This repository contains the code for the paper "Penalized Fair Regression for Multiple Groups in Chronic Kidney Disease" by Carter H. Nakamoto, Lucia Lushi Chen, Agata Foryciarz, and Sherri Rose, https://arxiv.org/abs/2512.17340.

Data citation for American Family Cohort: Stanford Center for Population Health Sciences (2024). AFC OMOP RIF. Redivis. DOI:10.71778/V2DW-7A53.

Setting up this repository

Running esrd_analytic.qmd and rendering penalty_writeup.pdf require access to the Nero Google Cloud Platform developed by PHS, Stanford University School of Medicine, and Stanford Research Computing Center. Follow these steps to set up a Nero instance on which files in this repository can be run.

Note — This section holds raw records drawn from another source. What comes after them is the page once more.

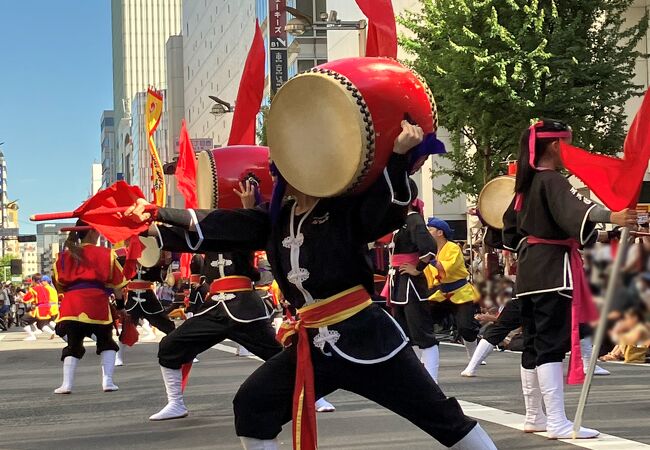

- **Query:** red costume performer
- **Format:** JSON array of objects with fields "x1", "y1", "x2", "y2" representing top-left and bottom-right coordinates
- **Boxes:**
[{"x1": 54, "y1": 224, "x2": 128, "y2": 394}]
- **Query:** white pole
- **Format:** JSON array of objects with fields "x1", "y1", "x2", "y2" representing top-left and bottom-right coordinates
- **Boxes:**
[{"x1": 573, "y1": 227, "x2": 630, "y2": 439}]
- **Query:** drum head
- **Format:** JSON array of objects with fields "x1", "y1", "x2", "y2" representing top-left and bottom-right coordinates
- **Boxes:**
[
  {"x1": 138, "y1": 236, "x2": 160, "y2": 267},
  {"x1": 267, "y1": 72, "x2": 368, "y2": 197},
  {"x1": 196, "y1": 151, "x2": 216, "y2": 209},
  {"x1": 478, "y1": 175, "x2": 515, "y2": 230}
]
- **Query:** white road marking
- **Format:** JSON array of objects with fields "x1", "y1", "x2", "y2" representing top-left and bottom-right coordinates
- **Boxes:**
[
  {"x1": 212, "y1": 343, "x2": 650, "y2": 450},
  {"x1": 458, "y1": 400, "x2": 650, "y2": 450},
  {"x1": 212, "y1": 344, "x2": 264, "y2": 362}
]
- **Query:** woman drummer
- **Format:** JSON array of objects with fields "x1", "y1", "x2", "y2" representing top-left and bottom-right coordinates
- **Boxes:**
[
  {"x1": 54, "y1": 221, "x2": 128, "y2": 394},
  {"x1": 125, "y1": 121, "x2": 495, "y2": 450},
  {"x1": 503, "y1": 120, "x2": 636, "y2": 439}
]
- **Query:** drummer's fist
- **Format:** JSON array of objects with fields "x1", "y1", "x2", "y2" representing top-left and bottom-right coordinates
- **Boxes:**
[
  {"x1": 610, "y1": 208, "x2": 638, "y2": 228},
  {"x1": 124, "y1": 198, "x2": 151, "y2": 223},
  {"x1": 393, "y1": 120, "x2": 424, "y2": 155}
]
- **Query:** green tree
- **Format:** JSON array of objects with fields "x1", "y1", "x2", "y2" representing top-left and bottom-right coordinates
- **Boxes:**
[{"x1": 400, "y1": 0, "x2": 648, "y2": 200}]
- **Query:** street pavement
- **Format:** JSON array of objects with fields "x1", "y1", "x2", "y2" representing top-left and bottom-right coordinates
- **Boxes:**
[{"x1": 0, "y1": 331, "x2": 650, "y2": 450}]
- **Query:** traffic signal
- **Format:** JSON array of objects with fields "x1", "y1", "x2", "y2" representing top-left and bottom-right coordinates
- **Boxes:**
[{"x1": 11, "y1": 259, "x2": 23, "y2": 275}]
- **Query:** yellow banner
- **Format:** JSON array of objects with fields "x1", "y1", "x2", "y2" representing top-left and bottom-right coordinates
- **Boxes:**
[{"x1": 145, "y1": 88, "x2": 167, "y2": 206}]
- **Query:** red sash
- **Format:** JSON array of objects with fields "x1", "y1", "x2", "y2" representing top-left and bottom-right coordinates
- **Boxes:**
[
  {"x1": 210, "y1": 275, "x2": 253, "y2": 295},
  {"x1": 126, "y1": 280, "x2": 153, "y2": 291},
  {"x1": 527, "y1": 236, "x2": 598, "y2": 384},
  {"x1": 277, "y1": 285, "x2": 372, "y2": 450}
]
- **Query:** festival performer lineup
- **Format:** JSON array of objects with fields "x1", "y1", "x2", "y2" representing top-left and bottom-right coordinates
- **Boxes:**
[{"x1": 8, "y1": 0, "x2": 650, "y2": 450}]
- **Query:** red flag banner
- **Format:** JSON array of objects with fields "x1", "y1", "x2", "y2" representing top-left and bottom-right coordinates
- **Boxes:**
[
  {"x1": 228, "y1": 20, "x2": 265, "y2": 145},
  {"x1": 356, "y1": 0, "x2": 397, "y2": 58},
  {"x1": 73, "y1": 181, "x2": 149, "y2": 243},
  {"x1": 145, "y1": 88, "x2": 167, "y2": 206},
  {"x1": 175, "y1": 120, "x2": 199, "y2": 278},
  {"x1": 561, "y1": 92, "x2": 650, "y2": 211},
  {"x1": 175, "y1": 119, "x2": 198, "y2": 208}
]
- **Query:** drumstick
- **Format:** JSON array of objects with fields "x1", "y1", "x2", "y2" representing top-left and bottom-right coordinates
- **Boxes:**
[
  {"x1": 29, "y1": 205, "x2": 158, "y2": 222},
  {"x1": 59, "y1": 225, "x2": 93, "y2": 233},
  {"x1": 573, "y1": 227, "x2": 628, "y2": 439}
]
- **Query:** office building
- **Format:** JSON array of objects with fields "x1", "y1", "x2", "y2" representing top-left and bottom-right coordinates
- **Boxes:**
[
  {"x1": 19, "y1": 242, "x2": 38, "y2": 277},
  {"x1": 111, "y1": 0, "x2": 182, "y2": 192},
  {"x1": 36, "y1": 223, "x2": 70, "y2": 274},
  {"x1": 183, "y1": 0, "x2": 327, "y2": 146},
  {"x1": 89, "y1": 163, "x2": 102, "y2": 197},
  {"x1": 100, "y1": 110, "x2": 118, "y2": 187}
]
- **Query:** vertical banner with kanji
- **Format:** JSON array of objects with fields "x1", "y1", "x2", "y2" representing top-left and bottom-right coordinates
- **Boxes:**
[
  {"x1": 269, "y1": 0, "x2": 289, "y2": 95},
  {"x1": 145, "y1": 88, "x2": 167, "y2": 206}
]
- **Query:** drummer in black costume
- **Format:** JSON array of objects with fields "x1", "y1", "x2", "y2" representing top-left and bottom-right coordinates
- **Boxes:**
[
  {"x1": 117, "y1": 246, "x2": 175, "y2": 334},
  {"x1": 149, "y1": 186, "x2": 282, "y2": 420},
  {"x1": 389, "y1": 179, "x2": 440, "y2": 382},
  {"x1": 185, "y1": 255, "x2": 210, "y2": 319},
  {"x1": 125, "y1": 121, "x2": 495, "y2": 450},
  {"x1": 503, "y1": 120, "x2": 636, "y2": 439}
]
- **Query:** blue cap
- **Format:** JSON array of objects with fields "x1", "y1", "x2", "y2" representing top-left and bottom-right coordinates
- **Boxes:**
[{"x1": 427, "y1": 217, "x2": 454, "y2": 239}]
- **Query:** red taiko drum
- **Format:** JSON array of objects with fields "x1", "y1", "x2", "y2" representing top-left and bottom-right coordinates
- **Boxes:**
[
  {"x1": 267, "y1": 58, "x2": 438, "y2": 197},
  {"x1": 196, "y1": 145, "x2": 273, "y2": 209}
]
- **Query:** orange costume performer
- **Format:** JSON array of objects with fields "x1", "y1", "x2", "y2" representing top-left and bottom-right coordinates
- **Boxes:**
[
  {"x1": 23, "y1": 274, "x2": 54, "y2": 341},
  {"x1": 54, "y1": 225, "x2": 128, "y2": 394}
]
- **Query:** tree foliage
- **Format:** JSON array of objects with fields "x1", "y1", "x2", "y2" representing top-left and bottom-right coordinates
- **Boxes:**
[{"x1": 400, "y1": 0, "x2": 648, "y2": 200}]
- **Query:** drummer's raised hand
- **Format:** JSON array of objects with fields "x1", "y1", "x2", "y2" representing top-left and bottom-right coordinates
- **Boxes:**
[
  {"x1": 610, "y1": 208, "x2": 638, "y2": 229},
  {"x1": 233, "y1": 180, "x2": 255, "y2": 209},
  {"x1": 124, "y1": 198, "x2": 151, "y2": 223},
  {"x1": 393, "y1": 120, "x2": 424, "y2": 155}
]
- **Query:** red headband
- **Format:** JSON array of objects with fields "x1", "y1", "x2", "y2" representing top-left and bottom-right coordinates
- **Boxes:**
[{"x1": 528, "y1": 122, "x2": 572, "y2": 169}]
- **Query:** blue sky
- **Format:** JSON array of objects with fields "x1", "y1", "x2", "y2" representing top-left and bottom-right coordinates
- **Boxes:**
[{"x1": 0, "y1": 0, "x2": 113, "y2": 233}]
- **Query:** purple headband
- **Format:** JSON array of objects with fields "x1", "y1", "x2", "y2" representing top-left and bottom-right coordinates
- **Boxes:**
[{"x1": 528, "y1": 122, "x2": 572, "y2": 169}]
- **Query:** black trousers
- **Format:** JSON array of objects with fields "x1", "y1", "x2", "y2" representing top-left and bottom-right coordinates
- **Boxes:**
[
  {"x1": 521, "y1": 292, "x2": 571, "y2": 369},
  {"x1": 392, "y1": 295, "x2": 438, "y2": 348},
  {"x1": 431, "y1": 300, "x2": 481, "y2": 342},
  {"x1": 483, "y1": 298, "x2": 521, "y2": 345},
  {"x1": 233, "y1": 346, "x2": 476, "y2": 447},
  {"x1": 128, "y1": 305, "x2": 176, "y2": 334},
  {"x1": 56, "y1": 320, "x2": 120, "y2": 361},
  {"x1": 158, "y1": 305, "x2": 282, "y2": 369},
  {"x1": 23, "y1": 314, "x2": 54, "y2": 330}
]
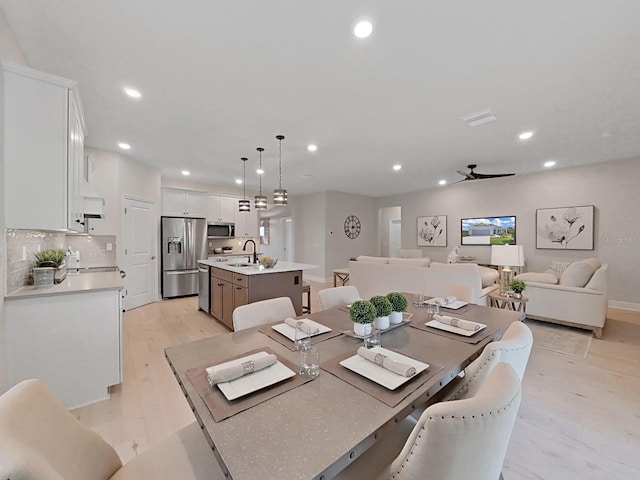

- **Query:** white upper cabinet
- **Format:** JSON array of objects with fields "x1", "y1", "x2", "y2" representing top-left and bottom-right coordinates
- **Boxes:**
[
  {"x1": 1, "y1": 63, "x2": 85, "y2": 231},
  {"x1": 235, "y1": 199, "x2": 258, "y2": 238},
  {"x1": 162, "y1": 188, "x2": 207, "y2": 217},
  {"x1": 207, "y1": 195, "x2": 237, "y2": 223}
]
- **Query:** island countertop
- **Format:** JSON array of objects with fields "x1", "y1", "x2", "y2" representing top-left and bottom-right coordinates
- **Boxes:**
[
  {"x1": 198, "y1": 260, "x2": 318, "y2": 275},
  {"x1": 4, "y1": 272, "x2": 124, "y2": 300}
]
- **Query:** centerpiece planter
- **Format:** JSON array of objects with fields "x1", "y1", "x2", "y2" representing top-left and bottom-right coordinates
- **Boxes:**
[
  {"x1": 387, "y1": 292, "x2": 408, "y2": 325},
  {"x1": 349, "y1": 300, "x2": 376, "y2": 337},
  {"x1": 370, "y1": 295, "x2": 391, "y2": 330}
]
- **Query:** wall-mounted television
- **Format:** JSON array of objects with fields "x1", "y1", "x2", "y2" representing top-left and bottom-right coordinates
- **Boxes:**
[{"x1": 460, "y1": 216, "x2": 516, "y2": 245}]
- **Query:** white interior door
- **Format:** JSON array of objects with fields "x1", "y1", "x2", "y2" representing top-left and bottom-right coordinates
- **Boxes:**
[
  {"x1": 282, "y1": 217, "x2": 293, "y2": 262},
  {"x1": 389, "y1": 218, "x2": 402, "y2": 257},
  {"x1": 122, "y1": 197, "x2": 158, "y2": 310}
]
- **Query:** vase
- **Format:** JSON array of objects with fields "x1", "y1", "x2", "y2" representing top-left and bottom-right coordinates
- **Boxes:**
[
  {"x1": 373, "y1": 315, "x2": 389, "y2": 330},
  {"x1": 389, "y1": 312, "x2": 402, "y2": 325},
  {"x1": 353, "y1": 322, "x2": 371, "y2": 337}
]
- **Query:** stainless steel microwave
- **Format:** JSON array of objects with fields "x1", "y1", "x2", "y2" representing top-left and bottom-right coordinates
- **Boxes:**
[{"x1": 207, "y1": 223, "x2": 236, "y2": 238}]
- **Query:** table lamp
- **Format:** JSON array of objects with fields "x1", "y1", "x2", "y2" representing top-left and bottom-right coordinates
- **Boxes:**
[{"x1": 491, "y1": 245, "x2": 524, "y2": 295}]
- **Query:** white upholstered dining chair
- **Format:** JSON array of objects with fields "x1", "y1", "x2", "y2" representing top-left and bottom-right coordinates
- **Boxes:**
[
  {"x1": 335, "y1": 363, "x2": 521, "y2": 480},
  {"x1": 318, "y1": 285, "x2": 360, "y2": 310},
  {"x1": 0, "y1": 379, "x2": 225, "y2": 480},
  {"x1": 233, "y1": 297, "x2": 296, "y2": 331},
  {"x1": 422, "y1": 282, "x2": 474, "y2": 303}
]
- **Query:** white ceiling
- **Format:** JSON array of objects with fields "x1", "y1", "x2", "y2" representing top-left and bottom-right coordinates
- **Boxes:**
[{"x1": 0, "y1": 0, "x2": 640, "y2": 196}]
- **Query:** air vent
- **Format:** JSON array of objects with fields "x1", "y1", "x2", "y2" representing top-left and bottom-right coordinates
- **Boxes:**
[{"x1": 462, "y1": 109, "x2": 498, "y2": 127}]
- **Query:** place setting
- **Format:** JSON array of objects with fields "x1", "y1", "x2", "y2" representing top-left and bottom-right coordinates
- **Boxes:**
[
  {"x1": 186, "y1": 345, "x2": 319, "y2": 422},
  {"x1": 321, "y1": 329, "x2": 442, "y2": 407},
  {"x1": 258, "y1": 318, "x2": 342, "y2": 351}
]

Navigating this repository

├── README.md
├── _extensions
├── code
│   ├── comps.py
│   ├── pen_regression.py
│   ├── simpop.py
├── sherlock
│   ├── comp_batch.sbatch
│   ├── comps_caller.sbatch
│   ├── grid_of_grids.sbatch
│   ├── indiv_batch.sbatch
│   ├── penalty_iteration.py
│   ├── result_combiner.py
│   ├── result_combiner.sbatch
│   ├── vary_draws.sbatch
├── tables
├── appendix.pdf
├── appendix.qmd
├── esrd_analytic.html
├── esrd_analytic.qmd
├── ESRD_fullpipe.sql
├── fairpenalties.bib
├── Makefile
├── penalty_writeup.pdf
├── penalty_writeup.qmd
├── pyproject.toml
└── uv.lock

The code directory contains scripts for performing the analysis described in penalty_writeup.pdf. The primary script of interest is code/pen_regression.py, which contains the functions to perform the proposed novel penalized regression (including code to calculate the score function and perform the corresponding random search for penalty weights). Additionally, code/simpop.py contains functions that generate the simulated data and code/comps.py contains functions to run the comparison methods. The code should be run with uv commands corresponding to this repository.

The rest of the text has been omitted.